Wilberd Leo Johan van der Kallen (born 15 January 1947 in Nieuwer-Amstel) is a Dutch mathematician.

W. L. J. van der Kallen completed his undergraduate study of mathematics and physics at Utrecht University. There he received his PhD in 1973 with thesis advisor T. A. Springer and thesis Infinitesimally central extensions of Chevalley groups. In 1969 Van der Kallen became a teaching assistant in Utrecht University's Mathematics Department and has spent his career there, eventually becoming a tenured professor. His research deals with algebraic K-theory and the representation theory of algebraic groups, among other topics. He has frequently been a visiting professor at Northwestern University in Evanston, Illinois and at the Tata Institute of Fundamental Research in Mumbai.

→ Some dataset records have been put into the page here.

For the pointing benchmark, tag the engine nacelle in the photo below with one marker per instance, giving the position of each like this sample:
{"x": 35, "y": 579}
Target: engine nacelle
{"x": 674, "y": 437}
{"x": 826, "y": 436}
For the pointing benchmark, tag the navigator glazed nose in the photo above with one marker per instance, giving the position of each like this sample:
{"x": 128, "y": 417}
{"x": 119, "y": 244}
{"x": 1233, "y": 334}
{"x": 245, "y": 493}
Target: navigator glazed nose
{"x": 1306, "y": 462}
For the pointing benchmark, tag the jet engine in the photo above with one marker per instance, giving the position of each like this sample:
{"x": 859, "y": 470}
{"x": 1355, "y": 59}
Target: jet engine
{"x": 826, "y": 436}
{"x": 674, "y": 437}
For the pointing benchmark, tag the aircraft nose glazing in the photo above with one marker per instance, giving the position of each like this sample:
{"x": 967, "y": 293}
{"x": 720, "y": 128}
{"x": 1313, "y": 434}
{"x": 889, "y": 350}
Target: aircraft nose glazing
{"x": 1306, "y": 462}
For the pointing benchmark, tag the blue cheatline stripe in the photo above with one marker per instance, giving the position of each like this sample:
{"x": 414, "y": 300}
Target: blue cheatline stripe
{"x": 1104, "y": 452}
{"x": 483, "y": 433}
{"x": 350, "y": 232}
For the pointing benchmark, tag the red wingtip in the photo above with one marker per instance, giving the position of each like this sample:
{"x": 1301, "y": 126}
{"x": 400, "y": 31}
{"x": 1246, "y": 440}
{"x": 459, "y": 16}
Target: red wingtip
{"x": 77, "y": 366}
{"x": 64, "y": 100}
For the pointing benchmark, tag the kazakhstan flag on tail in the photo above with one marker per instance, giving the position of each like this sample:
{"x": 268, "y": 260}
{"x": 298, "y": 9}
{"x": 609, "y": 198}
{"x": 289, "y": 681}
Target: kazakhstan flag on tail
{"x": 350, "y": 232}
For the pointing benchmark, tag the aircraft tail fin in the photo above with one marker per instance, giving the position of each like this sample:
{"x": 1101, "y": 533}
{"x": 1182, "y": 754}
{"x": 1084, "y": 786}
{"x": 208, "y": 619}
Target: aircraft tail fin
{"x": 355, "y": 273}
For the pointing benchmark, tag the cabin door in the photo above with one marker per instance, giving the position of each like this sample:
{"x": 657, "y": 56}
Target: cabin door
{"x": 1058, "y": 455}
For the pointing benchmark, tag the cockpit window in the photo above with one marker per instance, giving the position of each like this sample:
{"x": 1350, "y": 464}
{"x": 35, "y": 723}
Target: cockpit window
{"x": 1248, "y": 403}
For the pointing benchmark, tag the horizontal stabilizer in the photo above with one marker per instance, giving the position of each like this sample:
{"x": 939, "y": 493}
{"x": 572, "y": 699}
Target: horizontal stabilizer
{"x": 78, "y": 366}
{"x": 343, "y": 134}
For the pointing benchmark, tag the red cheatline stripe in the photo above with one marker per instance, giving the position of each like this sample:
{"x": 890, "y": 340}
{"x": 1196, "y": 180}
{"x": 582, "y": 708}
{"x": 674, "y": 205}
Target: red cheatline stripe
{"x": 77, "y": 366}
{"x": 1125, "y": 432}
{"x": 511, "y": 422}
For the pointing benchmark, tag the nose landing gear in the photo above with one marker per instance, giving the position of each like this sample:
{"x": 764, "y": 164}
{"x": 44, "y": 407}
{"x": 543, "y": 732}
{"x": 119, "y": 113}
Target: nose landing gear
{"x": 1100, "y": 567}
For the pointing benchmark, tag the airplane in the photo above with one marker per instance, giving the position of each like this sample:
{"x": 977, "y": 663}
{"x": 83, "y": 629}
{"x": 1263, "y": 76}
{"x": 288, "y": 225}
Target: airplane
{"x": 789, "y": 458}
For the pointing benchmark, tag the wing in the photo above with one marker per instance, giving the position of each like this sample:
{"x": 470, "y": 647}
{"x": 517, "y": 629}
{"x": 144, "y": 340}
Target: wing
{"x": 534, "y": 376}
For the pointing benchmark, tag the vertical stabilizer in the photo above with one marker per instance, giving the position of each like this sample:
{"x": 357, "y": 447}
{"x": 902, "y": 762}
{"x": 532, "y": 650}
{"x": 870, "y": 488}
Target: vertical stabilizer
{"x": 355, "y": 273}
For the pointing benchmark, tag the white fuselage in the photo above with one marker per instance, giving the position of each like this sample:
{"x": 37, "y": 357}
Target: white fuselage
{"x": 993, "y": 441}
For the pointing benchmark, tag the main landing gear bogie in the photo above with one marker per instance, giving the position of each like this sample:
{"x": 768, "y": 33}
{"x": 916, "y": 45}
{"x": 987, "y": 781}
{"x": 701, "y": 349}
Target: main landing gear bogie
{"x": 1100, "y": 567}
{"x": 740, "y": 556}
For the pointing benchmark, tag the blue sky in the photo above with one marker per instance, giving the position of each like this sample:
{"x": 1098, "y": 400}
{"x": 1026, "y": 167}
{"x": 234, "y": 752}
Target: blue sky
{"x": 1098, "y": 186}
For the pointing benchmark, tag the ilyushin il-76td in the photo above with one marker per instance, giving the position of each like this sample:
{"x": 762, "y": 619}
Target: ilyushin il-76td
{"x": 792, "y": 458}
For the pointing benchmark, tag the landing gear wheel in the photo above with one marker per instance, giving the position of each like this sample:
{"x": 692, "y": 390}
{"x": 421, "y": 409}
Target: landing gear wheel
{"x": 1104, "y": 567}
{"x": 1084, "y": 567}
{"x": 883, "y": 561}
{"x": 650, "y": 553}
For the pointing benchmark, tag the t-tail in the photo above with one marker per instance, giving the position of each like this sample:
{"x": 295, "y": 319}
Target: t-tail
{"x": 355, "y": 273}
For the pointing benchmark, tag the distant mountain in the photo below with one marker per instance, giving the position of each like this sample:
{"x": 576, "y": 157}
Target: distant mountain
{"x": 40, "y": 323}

He is the author or coauthor of over 60 research articles. In 1977 he published an analogue of a 1977 theorem of Andrei Suslin and a generalization of a 1969 theorem of Hideya Matsumoto. In 1978 Van der Kallen was an invited speaker at the International Congress of Mathematicians in Helsinki. His 1980 paper Homology stability for linear groups has over 200 citations. His 1977 paper Rational and generic cohomology, written with 3 other mathematicians, has over 240 citations.

==Books==
- van der Kallen, Wilberd (1993). "Lectures on Frobenius Splittings and B-modules"
- van der Kallen, Wilberd (2006). "Infinitesimally Central Extensions of Chevalley Groups"
- Cohen, Arjeh M. (2006). "Algebraic Groups. Utrecht 1986: Proceedings of a Symposium in Honour of T.A. Springer"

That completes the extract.